FXStreet (Mumbai) – The USD/JPY sell-off extends towards the mid-Asian session, with the JPY bulls storming their way through the critical 118 barrier on the back of the ongoing rout in the Chinese equities.
USD/JPY eyes Aug lows
Currently, the USD/JPY pair trades -0.45% lower at 117.94, recovering from a sharp drop to fresh five-month lows struck at 117.38 last minutes. The slump in China’s stock markets on the back of Yuan mid-point depreciation once again has exacerbated the pain in the USD/JPY pair as risk-off persists at full steam in Asia.
So far this session, the Chinese stocks have fallen more than 7% and triggered circuit breaker, which means trading halted for rest of the day.
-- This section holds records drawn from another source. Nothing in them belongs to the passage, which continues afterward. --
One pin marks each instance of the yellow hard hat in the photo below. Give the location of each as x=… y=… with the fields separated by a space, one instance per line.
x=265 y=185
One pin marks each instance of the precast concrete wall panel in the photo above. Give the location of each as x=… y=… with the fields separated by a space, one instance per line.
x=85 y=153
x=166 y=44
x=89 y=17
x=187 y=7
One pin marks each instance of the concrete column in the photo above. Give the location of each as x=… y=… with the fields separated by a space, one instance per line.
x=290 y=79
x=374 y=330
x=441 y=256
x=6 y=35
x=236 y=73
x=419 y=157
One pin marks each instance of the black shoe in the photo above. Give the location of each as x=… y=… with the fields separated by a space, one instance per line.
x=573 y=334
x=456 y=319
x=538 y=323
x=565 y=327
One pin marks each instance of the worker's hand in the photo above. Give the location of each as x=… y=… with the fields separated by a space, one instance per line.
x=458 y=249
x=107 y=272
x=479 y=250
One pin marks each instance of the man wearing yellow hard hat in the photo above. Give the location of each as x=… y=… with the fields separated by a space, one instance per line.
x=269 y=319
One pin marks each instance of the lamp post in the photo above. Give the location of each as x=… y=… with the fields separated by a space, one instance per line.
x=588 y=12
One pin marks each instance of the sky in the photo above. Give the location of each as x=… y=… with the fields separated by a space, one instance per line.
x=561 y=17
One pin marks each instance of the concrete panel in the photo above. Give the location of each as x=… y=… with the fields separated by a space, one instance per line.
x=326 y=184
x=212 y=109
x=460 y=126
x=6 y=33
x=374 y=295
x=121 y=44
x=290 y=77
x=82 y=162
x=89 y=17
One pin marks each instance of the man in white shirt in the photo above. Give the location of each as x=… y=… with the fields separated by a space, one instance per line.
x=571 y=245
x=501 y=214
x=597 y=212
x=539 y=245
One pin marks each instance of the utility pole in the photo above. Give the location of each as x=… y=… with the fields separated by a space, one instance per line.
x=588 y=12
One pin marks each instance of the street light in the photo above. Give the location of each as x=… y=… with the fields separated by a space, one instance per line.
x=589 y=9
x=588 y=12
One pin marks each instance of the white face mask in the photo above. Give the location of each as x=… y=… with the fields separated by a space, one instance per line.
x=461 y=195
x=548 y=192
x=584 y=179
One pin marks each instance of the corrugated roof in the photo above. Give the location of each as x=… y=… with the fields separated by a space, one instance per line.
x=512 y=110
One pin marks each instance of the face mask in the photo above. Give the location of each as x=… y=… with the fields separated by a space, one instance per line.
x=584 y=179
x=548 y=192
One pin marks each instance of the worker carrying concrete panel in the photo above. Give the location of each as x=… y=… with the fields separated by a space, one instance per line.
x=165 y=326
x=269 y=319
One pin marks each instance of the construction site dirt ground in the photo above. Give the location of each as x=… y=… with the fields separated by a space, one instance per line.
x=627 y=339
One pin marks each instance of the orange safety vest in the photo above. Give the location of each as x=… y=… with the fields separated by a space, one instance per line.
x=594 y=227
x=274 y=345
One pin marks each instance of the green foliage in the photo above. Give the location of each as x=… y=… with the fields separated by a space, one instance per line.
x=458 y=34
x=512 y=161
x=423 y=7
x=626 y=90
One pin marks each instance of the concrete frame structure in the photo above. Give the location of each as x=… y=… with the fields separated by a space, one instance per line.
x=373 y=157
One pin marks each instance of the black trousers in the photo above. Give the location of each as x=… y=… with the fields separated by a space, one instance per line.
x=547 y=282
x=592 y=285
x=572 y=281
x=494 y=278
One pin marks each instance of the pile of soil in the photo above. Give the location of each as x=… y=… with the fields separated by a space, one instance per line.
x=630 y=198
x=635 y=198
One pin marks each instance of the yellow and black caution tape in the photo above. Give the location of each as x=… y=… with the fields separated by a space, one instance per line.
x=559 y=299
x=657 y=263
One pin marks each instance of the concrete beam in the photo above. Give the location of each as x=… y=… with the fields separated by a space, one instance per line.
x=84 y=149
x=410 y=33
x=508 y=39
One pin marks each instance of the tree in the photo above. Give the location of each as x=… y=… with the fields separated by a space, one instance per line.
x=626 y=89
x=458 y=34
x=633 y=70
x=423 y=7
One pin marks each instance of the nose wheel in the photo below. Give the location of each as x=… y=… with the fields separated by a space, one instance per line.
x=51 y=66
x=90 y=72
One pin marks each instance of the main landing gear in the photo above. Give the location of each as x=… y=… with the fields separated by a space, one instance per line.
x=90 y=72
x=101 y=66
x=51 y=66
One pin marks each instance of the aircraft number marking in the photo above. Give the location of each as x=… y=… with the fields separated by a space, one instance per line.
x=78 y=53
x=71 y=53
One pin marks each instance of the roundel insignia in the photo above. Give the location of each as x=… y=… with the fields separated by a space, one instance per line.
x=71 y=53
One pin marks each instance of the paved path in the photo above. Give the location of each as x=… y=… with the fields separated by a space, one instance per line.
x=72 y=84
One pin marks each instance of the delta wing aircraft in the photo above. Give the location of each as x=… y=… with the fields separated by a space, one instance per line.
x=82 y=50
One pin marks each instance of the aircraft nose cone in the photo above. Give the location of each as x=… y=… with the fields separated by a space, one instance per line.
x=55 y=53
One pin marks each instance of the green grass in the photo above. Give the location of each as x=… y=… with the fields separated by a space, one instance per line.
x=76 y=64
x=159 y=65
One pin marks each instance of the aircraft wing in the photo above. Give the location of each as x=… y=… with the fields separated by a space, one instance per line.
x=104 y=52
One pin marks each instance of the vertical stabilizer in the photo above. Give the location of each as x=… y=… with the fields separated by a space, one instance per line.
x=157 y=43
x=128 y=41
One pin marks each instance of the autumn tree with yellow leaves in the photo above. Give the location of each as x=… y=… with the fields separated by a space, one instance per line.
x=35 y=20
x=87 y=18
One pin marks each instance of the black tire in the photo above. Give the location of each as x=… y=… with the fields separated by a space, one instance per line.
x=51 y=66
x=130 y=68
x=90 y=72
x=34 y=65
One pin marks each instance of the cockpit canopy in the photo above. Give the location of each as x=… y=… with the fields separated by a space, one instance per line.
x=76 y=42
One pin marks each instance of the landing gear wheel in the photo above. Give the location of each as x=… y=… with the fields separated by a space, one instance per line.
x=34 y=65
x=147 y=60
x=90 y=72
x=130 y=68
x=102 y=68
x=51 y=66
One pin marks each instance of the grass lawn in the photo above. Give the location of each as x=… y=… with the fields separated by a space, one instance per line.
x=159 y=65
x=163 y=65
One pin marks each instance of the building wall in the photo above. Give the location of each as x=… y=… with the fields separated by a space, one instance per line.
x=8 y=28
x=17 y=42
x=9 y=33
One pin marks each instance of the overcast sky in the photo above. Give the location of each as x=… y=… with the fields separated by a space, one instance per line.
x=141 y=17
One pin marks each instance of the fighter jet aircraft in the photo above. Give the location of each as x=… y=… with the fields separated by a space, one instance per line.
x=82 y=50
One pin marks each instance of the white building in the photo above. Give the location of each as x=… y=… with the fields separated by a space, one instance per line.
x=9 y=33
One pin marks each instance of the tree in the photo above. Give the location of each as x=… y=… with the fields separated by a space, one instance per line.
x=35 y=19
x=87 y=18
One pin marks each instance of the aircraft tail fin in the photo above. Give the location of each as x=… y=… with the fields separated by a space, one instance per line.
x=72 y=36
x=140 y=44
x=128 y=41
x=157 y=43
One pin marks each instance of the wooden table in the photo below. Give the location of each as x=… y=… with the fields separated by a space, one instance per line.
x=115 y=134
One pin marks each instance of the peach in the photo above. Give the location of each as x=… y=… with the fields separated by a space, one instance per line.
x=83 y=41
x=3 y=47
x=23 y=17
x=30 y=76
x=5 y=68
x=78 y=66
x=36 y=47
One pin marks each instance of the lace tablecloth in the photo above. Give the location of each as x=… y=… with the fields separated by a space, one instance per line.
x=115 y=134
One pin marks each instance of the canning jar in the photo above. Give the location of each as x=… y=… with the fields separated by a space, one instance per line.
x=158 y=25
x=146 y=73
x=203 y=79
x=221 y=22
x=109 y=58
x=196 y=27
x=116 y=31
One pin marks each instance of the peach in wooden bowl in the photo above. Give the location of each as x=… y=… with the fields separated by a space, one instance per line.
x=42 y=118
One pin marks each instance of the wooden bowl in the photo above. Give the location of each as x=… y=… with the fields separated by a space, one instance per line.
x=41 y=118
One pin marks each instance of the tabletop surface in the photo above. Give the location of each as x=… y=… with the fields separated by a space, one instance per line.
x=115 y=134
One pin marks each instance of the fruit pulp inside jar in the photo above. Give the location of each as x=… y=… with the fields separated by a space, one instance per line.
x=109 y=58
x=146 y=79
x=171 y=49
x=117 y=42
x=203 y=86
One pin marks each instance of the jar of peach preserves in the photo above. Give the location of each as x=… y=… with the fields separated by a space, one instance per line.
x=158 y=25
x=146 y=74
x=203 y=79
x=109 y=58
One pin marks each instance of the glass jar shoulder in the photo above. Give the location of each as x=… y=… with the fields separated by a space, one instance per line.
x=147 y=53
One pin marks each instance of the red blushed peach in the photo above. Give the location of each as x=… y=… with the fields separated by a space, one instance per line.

The panic in the markets was sparked by yuan devaluation today and also around the chatter of PBOC intervention in a bid to stabilize the rising USD/CNH. The central bank sets the USD/CNY mid-point at 6.5646 versus yesterday’s fix of 6.5314 and close at 6.555.
Meanwhile, the major is expected to closely monitor the development around China, with markets having moved past the FOMC minutes. On the data front, the weekly jobless claims from the US will be eyed in a data-quiet US calendar for today.
USD/JPY Technical levels to watch
In terms of technicals, the immediate resistance is located at 118.50 (confluence of hourly 5, 10, 20 MAs). A break above the last, the major could test 118.75 (daily high). While to the downside, the immediate support is located at 117.72/68 (daily S2 & low) below which 117.22 (daily S3/ Aug levels) would be tested.